The Hand from the Grave

The Willful Child

Jacob and Wilhelm Grimm

There was once a child that was stubborn and did not do what his mother wanted. For this reason God was displeased with him and caused him to fall ill, and no doctor could help him, and in a short time he lay on his deathbed.

He was buried in a grave and covered with earth, but his little arm came forth and reached up, and it didn't help when they put it back in and put fresh earth over it, for the little arm always came out again. So the mother herself had to go to the grave and beat the little arm with a switch, and as soon as she had done that, it withdrew, and the child finally came to peace beneath the ground.

The Hand on the Grave

J.D.H. Temme

In the village church at Groa-Redensleben, one hour from Seehausen, immediately inside the entrance, on the left side of the door hanging on a stone pillar, there was a wooden tablet, painted black, and with the following inscription:
Exodus XX
Behold, thou wicked child
What is here displayed;
A hand that does not decay,
For he, whose hand it was,
Was a wayward child,
Such as exist even today.
This son struck his father,
And he has as a reward,
That his hand is hanging here,
Guard thyself from such shame.

On the tablet's edge, encircling the inscription, are the words:
Thou shalt honor thy father and thy mother, that thy days may be long upon the land which the Lord thy God giveth thee.

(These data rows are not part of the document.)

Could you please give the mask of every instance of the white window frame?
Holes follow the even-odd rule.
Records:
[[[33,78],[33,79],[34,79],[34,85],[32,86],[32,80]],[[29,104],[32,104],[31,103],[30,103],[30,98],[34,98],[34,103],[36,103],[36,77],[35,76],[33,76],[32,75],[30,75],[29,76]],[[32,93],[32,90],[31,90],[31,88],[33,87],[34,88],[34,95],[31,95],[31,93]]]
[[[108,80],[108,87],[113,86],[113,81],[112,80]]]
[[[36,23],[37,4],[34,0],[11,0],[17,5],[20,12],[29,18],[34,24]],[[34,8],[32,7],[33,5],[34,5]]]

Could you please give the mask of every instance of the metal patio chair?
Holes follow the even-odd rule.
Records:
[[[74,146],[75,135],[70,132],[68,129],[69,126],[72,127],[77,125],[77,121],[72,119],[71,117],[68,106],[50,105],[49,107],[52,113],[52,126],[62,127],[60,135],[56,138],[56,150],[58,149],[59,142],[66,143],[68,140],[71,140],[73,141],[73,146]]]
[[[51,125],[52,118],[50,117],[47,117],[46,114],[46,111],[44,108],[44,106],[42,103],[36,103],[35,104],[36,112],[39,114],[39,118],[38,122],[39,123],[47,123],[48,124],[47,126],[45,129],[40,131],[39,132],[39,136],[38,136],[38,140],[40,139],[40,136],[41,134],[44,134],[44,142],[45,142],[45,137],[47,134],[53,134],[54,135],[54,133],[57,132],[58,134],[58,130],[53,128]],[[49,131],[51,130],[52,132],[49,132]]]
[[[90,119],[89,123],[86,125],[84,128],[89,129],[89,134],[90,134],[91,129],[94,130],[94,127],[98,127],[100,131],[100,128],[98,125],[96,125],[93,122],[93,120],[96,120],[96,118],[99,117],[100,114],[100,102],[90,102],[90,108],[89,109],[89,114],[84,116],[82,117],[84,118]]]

Beneath the tablet there is an iron chain, about a half yard long, from which is hanging a human hand, which was cut off at its rot. Its color is ashen gray; its skin and flesh are totally dry. The following legend is told about it:
Before the Thirty Years' War there lived in Groa-Rebensleben a pious man who had a very wayward son. This son not only ridiculed his father's admonitions, but his belligerence went so far that he abused his own father. Once he even lifted his hand against him as the father way praying to God for his repentance.

And it came to pass that the wayward don suddenly fell dead to the earth, as a visible sign that Heaven would not allow his wickedness to go unpunished.

He was buried the next day, and then an even greater miracle occurred. Suddenly a hand appeared from the grave, the same hand with which he had struck his father, as if it could find no rest beneath the earth.

All who saw this happen fled in terror, and no one dared return to the churchyard, for the hand did not return to beneath the earth. It was a gruesome sight, the way it extended from the grave, stiff, pale, cold and silent, but still an articulate witness as to how the Lord punishes sin.

As last the authorities ordered that the hand be whipped with switches, in the belief that such a punishment would suffice and would lead to redemption. The order was carried out, and the hand bled until the earth turned red, but it would not return to the grave.

Then they had it chopped off and hung it in the church with the tablet described above so that it could serve as a lesson for future generations.

A Hand Grows from the Grave

A. Kuhn and W. Schwartz

In the church at Lunow, three quarters of a mile from Oderberg, there is a chopped off, dried up hand on display. It is clenched into a fist and holds a switch between its fingers. It comes from a son who in a godless manner had once struck his father. God himself punished him, for when he died and was buried, his hand emerged from the grave.

However often they reburied it, it always reappeared. Finally they beat it with a switch, thinking that it would then return to beneath the earth, but that did not help. Therefore, they chopped off the hand, put the switch in its fist, and placed it in the church at Lunow as an eternal warning to godless children.

A Hand Grows from the Grave: Three Legends from Mecklenburg

Karl Bartsch

  1. Once there was a boy who struck his mother, whereupon he died. After he was buried, his hand grew out of the earth. Then the mother was told that she should beat the hand with a switch. The mother did this, and the dead boy pulled his hand back under. But the next day the hand was always there again. Finally, the executioner had to come and chop off the hand. They put it in a box and kept it in the church.
  2. A child's hand, wrapped in a silk cloth, is kept behind the alter in the church at Petschow, between Tessin and Rostock. The people there tell how a wayward child had lifted his hand against his parents. The child died soon afterward and was buried. The hand that had been lifted against the parents grew out of the grave. They placed it back beneath the earth several times, but it always reappeared until they finally chopped it off.
  3. In the church at Garwitz, a village in the vicinity of Parchim, behind the altarpiece there is a hand that was chopped off just beneath the joint. The following legend is told about it: A girl abused her parents and even struck her mother so hard that the mother died of the consequences. Soon after the mother's death, the girl herself died. She had lain in the grave for only a few days when her wicked hand emerged. The villagers beat it with whips and a few times it withdrew back beneath the earth. Finally, because it ceased retreating from the whips' blows, they chopped it off. It is preserved even to this day. The flesh has dried firmly onto the bones and the entire hand has a black appearance.

The Withered Hand in the Church at Bergen

A. Haas

A withered hand was kept in the church at Bergen into the first half of the nineteenth century. It came from a father murderer. After the murderer's death, the hand is said to have emerged from the grave. However often they reburied the hand, it always came out again, until finally they chopped it off and put it in the church. Punishment such as this always befalls those who raise a hand against their own parents.